Sevilla tuvo que ser… oigo cantar. Por mayo la feria. Un año sin pisar la Maestranza es como un año sin Nochebuena. Un año ido, perdido. En blanco. Aún peor, falso. La Maestranza, tronante sobre el Guadalquivir. Triana por Belmonte. Porque vivir es volver. En la vida hay una edad para ir y otra, soberbia, para volver. La mía, por ejemplo.

A tiro hecho. Decir que en Sevilla hay magníficos restaurantes donde comer bien, incluso en tiempo de farolillos, es una perogrullada. Pero yo, en particular cuando voy a los toros, le tengo apego a los míos. Los de siempre. A volver. Costumbre que tiene algo de rosario de cuentas. De cuentas no de madera, ni de azabache, ni de cualesquiera otro material al uso para rosarios al uso. Los rezos de mi rosario soban cuentas de nutricias bendiciones culinarias. Las mismas cada año. Peregrino de mesa en mesa. De vuelta al mismo plato.

En esa ruta no puede faltar, después del sorteo, una tapa de solomillo al oporto en El Cairo. Ni tampoco, al salir de la corrida, un bocadillito (o dos) de pringá en la Bodeguita Romero. Ambos locales cercanos a la plaza de toros y, ambos, abarrotados de aficionados. Pero para comer mis zapatos se saben el camino de Las Piletas. Al menos una vez por año y feria.

Las Piletas es una barra (y un restaurante) muy al gusto sevillano. En Marqués de Paradas, también cerca de la Maestranza. Allí todo parece llevar mil años colgado de las paredes. Los carteles, las cabezas de toro, las divisas y hasta los hierros. Por doquier. Sin artificio. Sin engaño. Un sitio pintiparado para echar, a media tarde, una soberana tertulia taurina.

En Las Piletas se desayuna de pegolete. Es quizás el momento en que con más calma se puede disfrutar del sitio (y de las tostadas de aceite con jamón). Luego, los días de toros, aquello es un ir y venir de gentes de toda laya. Aficionados franceses, portugueses, mexicanos,… españoles, por supuesto. La barra despacha chacinas, mariscos y frituras a pleno pulmón. Es un bombardeo dulce. A la una ya come por allí alguna cuadrilla y, en ocasiones, hasta el mismo matador. Y, si cuando vas no están, nadie te prohíbe decir que estaban. De las paredes cuelgan carteles históricos, y en la reja que separa la barra del comedor van acomodándose --como pueden-- los carteles de las corridas del año en curso. De Osuna a Guillena. De Carmona a Dos Hermanas. Y vuelta. Mientras despachan acedías y coquinas, algo placentero se te va colando dentro.

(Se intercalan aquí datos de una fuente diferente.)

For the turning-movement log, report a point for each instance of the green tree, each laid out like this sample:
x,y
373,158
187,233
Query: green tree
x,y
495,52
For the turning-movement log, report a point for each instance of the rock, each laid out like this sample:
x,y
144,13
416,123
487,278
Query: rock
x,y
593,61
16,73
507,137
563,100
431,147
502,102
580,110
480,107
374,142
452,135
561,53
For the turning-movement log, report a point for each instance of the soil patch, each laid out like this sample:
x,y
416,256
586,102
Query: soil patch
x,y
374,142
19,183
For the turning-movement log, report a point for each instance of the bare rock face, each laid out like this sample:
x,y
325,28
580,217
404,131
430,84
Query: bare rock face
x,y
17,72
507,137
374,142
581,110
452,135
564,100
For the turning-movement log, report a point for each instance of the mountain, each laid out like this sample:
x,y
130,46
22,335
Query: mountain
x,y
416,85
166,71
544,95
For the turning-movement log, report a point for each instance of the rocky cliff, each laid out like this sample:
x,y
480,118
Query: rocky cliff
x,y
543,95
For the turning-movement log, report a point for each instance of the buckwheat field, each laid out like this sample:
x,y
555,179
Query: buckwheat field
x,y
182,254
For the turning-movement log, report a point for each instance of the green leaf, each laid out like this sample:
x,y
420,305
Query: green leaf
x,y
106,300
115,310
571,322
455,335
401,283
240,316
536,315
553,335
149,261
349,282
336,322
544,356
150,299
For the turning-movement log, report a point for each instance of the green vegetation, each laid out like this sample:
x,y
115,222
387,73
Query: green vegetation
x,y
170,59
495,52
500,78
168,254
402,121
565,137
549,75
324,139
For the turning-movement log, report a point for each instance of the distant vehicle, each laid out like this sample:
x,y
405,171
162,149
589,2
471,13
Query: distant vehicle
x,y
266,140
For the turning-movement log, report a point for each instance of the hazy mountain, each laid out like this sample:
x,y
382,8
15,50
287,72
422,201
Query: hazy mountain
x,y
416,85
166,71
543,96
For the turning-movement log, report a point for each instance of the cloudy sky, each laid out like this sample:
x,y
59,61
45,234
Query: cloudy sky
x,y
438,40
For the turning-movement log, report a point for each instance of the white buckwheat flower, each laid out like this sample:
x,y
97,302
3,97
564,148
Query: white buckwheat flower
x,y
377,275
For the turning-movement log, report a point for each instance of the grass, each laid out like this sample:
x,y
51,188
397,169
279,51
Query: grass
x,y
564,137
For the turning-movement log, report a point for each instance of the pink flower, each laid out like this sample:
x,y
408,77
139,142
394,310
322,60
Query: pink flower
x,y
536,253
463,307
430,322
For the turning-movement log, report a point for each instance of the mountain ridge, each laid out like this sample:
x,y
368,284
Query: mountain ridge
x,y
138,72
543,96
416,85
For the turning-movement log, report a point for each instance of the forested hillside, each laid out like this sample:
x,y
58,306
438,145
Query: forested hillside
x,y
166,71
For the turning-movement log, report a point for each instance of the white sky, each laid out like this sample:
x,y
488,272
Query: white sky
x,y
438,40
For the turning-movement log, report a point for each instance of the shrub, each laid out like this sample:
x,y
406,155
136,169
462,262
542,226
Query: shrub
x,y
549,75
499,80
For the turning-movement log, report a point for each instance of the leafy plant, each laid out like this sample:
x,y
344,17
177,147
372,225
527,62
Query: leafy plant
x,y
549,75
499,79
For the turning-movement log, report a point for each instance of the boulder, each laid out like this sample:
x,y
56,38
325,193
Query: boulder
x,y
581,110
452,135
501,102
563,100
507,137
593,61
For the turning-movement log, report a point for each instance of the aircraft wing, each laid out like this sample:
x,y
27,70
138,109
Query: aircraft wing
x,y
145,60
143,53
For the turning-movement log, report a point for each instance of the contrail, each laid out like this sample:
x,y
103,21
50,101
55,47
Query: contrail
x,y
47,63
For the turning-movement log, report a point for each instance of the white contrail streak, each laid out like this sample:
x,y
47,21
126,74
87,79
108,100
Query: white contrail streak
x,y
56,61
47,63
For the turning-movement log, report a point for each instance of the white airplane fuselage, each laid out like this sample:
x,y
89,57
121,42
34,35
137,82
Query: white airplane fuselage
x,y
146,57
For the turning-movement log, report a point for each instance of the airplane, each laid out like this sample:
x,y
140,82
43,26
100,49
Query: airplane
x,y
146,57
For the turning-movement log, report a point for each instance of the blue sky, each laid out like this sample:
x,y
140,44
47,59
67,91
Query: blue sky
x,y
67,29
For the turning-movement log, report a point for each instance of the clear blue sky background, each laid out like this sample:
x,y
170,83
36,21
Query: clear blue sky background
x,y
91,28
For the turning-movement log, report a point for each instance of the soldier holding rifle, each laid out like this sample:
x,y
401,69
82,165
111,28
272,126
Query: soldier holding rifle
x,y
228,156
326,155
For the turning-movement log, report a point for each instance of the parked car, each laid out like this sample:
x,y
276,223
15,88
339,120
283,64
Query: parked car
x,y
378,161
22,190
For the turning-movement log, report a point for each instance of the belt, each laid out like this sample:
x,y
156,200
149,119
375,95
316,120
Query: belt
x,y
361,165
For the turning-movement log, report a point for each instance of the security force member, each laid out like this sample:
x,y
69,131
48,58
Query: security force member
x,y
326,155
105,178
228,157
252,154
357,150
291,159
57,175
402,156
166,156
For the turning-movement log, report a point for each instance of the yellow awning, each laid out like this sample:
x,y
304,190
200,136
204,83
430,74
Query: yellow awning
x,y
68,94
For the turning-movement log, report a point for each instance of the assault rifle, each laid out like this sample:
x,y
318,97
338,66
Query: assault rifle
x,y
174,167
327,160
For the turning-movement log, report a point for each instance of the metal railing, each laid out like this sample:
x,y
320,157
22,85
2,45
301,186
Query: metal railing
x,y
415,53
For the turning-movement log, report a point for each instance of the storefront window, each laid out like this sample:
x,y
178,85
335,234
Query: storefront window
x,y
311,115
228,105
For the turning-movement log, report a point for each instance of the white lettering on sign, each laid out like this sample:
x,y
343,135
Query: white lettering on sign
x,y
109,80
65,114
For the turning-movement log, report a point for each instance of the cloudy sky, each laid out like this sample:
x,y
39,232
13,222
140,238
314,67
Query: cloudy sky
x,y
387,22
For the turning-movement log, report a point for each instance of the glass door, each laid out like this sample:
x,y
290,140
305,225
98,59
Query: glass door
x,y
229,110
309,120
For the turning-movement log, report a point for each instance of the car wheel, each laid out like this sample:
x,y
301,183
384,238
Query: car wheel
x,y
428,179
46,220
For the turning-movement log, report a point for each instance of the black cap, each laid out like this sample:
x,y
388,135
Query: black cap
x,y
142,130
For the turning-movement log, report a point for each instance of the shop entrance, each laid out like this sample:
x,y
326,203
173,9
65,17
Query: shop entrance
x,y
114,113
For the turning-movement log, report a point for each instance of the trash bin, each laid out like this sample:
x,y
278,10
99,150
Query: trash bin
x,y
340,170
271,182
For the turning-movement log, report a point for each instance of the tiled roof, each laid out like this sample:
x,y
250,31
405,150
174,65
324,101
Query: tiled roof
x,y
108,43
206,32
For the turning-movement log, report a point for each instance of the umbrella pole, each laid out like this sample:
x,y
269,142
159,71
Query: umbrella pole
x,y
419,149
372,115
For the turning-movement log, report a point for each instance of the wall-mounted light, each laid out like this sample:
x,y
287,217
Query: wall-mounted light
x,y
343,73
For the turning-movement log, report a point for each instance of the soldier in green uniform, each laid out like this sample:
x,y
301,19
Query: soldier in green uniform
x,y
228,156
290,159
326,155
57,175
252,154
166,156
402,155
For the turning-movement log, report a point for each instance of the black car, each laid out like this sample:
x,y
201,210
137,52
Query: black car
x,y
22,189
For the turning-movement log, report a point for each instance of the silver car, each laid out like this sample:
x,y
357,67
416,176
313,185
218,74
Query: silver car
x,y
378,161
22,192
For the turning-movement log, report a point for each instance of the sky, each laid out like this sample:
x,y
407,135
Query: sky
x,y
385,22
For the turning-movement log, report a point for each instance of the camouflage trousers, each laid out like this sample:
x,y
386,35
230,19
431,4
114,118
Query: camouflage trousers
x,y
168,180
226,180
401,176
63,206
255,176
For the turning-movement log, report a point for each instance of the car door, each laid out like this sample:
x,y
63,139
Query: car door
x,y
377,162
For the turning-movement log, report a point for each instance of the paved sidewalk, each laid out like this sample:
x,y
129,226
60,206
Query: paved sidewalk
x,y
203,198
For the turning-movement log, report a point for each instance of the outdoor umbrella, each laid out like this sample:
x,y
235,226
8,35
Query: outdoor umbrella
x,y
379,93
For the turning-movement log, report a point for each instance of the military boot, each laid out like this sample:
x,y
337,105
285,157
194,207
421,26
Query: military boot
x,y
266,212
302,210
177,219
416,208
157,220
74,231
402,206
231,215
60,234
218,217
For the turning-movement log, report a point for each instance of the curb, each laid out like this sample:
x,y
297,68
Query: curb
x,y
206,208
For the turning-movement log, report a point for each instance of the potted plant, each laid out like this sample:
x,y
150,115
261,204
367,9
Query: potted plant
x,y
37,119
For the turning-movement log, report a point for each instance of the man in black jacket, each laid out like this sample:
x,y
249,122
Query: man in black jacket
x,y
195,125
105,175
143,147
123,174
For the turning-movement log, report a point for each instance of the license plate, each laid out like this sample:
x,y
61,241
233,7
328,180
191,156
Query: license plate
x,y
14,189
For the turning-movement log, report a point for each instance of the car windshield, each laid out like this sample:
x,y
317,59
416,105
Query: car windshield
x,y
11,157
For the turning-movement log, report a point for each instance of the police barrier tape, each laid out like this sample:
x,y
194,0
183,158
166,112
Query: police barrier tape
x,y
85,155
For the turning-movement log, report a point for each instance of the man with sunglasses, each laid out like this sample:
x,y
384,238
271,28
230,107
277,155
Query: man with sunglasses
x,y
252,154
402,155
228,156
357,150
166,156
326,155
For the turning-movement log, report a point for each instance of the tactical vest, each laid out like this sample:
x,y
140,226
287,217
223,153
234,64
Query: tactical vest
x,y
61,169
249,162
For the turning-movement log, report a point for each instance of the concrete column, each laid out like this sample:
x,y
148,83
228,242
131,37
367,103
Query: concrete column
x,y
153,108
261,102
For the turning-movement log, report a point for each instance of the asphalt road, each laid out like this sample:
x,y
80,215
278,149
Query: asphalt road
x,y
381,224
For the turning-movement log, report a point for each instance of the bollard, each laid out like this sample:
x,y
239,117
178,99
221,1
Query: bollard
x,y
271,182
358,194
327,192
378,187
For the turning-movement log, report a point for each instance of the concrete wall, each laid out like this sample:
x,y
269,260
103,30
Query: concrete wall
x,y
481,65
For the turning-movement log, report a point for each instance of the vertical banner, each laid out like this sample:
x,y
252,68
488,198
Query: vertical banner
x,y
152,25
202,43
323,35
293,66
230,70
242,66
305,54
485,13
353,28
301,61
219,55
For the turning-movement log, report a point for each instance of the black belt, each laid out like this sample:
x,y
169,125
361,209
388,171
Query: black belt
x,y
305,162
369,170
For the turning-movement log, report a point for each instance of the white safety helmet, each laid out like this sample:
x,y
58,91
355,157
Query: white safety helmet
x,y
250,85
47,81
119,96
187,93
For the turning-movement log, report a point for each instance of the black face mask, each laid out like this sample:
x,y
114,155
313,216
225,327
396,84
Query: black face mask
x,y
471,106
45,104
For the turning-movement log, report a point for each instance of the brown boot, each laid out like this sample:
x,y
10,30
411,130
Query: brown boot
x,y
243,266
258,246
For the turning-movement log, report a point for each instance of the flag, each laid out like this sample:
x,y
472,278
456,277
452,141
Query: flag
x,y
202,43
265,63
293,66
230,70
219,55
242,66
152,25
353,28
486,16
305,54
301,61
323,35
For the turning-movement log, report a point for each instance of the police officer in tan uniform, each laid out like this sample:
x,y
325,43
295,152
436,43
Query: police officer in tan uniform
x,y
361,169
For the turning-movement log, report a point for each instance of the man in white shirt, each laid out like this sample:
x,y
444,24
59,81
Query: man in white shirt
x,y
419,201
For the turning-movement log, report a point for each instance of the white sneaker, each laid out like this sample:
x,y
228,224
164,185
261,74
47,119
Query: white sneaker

Dentro está el comedor. Clásico. No falta el mantel ni el cestillo de pan y regañás. Los camareros van uniformados con aquellos chalecos de antes de que se retirara Antonio Ordóñez; granates o negros según convenga. Gabi te recibe como si fueras el Negus. Todo muy sevillano. Es parte del encanto de comer aquí. Me pregunta por mi hija; Gabi no se despista ni en feria. Al fondo unos portugueses comen marisco con fruición. Arde el raja y pela. Yo no me salgo del guión de siempre, pido cola de toro. Es el plato estrella del establecimiento y no defrauda. Muy condimentado, por supuesto. No apto para niños de teta. Con sus panaderas, y su salsa para nadar los cien metros mariposa. Por delante despaché un plato de langostinos con aguacate que me había entrado por el ojo cuando otros lo pidieron en barra. Excelente. Para terminar, un buen tocinillo de cielo de la casa con sus montañitas de nata montada y sus chorritos de caramelo. Porque en Las Piletas todo es sencillo tirando a sencillísimo. Y sublime a la vez.